Der Leitfaden, welcher auf www.kfz-bw.de/monatsdienst heruntergeladen werden kann, dient in erster Linie als Orientierungshilfe für die Handwerksorganisation bei der Konzeption und Durchführung von Spendenaktionen und bündelt die auf Basis der bisherigen Katastrophenerlasse gewonnenen Kernaspekte und wiederkehrenden Fragestellungen – sowohl zu Spendenaktionen als auch zu weiteren steuerlichen Erleichterungen für betroffene Betriebe sowie sonstigen steuerlichen Begünstigungen im Katastrophenkontext. Ziel ist es, in akuten Katastrophenfällen schnelle Entscheidungen zur Ausgestaltung von Spendenaktionen im Hinblick auf steuerliche Konsequenzen zu ermöglichen. Zugleich bleibt zu beachten, dass die konkrete Ausgestaltung zukünftiger Katastrophenerlasse nicht vorhersehbar ist; in Zweifelsfällen wird daher eine Rücksprache mit der Finanzverwaltung oder eine steuerliche Beratung im Einzelfall vor Beginn einer Spendenaktion empfohlen.
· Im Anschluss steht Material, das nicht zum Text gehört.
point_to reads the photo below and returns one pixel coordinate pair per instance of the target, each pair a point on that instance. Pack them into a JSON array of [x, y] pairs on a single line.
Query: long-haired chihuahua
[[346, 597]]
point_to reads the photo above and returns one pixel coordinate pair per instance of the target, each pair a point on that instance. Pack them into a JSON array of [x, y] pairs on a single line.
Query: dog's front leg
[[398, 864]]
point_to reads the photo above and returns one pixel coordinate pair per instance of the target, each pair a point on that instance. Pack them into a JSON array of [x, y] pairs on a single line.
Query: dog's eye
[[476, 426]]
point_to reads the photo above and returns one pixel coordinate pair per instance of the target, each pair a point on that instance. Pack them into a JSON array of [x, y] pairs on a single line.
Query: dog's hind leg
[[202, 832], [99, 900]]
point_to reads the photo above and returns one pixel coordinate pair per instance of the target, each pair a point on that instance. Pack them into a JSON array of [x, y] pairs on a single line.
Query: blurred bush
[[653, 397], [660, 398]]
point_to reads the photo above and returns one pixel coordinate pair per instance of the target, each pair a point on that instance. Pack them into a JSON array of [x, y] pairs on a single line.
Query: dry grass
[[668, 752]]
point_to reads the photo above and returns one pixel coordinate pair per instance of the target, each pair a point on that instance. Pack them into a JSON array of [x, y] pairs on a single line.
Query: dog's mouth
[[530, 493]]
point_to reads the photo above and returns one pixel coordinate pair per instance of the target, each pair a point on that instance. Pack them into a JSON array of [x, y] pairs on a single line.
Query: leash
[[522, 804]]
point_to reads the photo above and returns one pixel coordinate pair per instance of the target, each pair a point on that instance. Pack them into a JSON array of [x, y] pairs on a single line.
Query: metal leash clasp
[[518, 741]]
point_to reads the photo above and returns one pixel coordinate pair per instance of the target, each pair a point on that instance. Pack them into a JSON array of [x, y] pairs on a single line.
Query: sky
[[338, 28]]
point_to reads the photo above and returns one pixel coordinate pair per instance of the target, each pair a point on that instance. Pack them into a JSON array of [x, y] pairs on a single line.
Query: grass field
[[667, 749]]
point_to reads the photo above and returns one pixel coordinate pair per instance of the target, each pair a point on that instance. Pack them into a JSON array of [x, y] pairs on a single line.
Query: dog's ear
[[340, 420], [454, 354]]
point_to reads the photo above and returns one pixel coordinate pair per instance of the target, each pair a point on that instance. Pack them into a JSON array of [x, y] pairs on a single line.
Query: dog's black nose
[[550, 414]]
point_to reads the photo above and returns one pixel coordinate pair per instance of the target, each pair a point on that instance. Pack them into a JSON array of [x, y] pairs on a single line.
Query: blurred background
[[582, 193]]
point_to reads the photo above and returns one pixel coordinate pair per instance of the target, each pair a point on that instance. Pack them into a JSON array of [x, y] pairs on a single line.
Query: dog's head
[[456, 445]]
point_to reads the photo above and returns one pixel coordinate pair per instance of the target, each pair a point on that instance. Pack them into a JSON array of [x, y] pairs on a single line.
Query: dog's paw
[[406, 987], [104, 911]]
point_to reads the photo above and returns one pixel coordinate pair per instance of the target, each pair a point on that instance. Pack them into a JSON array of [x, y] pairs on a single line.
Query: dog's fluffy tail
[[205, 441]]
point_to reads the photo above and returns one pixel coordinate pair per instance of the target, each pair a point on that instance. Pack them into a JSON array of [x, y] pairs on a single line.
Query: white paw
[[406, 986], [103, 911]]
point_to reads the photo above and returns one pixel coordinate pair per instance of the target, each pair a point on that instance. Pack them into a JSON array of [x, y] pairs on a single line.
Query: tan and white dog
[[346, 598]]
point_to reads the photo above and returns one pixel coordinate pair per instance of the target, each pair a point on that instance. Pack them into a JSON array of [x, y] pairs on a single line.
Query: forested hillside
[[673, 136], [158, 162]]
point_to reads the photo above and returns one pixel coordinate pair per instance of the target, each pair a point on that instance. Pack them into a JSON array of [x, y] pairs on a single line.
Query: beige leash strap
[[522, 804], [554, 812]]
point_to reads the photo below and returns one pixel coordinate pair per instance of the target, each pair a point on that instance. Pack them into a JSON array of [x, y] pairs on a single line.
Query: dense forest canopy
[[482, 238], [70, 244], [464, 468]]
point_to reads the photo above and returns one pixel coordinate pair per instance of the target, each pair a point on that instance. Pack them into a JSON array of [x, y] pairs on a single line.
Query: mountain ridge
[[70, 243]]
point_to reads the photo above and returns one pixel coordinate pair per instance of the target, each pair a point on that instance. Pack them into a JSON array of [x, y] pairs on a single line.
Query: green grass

Zur Abrundung des Themas werden in den weiteren Kapiteln neben den Spendenaktionen auch die steuerlichen Erleichterungen für Betroffene sowie sonstige steuerliche Erleichterungen im Zusammenhang mit Katastrophenereignissen dargestellt.
Der Leitfaden „Steuerliche Erleichterungen bei (Umwelt)Katastrophen“ wurde inhaltlich überarbeitet, um insbesondere die gesetzlichen Änderungen durch das Vierte Bürokratieentlastungsgesetz (BEG IV) sowie der Grundsteuerreform aufzunehmen. Mit dem BEG IV wurde die Regelung zur Bedürftigkeit in § 53 Abgabenordnung (AO) für Notlagen, insbesondere in Katastrophenfällen, angepasst. Die Systematik der Erleichterungsmöglichkeiten bei der Grundsteuer bei einer wesentlichen Ertragsminderung infolge von Katastrophenereignissen nach § 34 GrStG bleibt grundsätzlich unverändert. Änderungen ergeben sich lediglich hinsichtlich der maßgeblichen Bezugsgröße in den Ländern, die aufgrund der Länderöffnungsklausel von den bundesrechtlichen Regelungen abweichende Grundsteuermodelle eingeführt haben.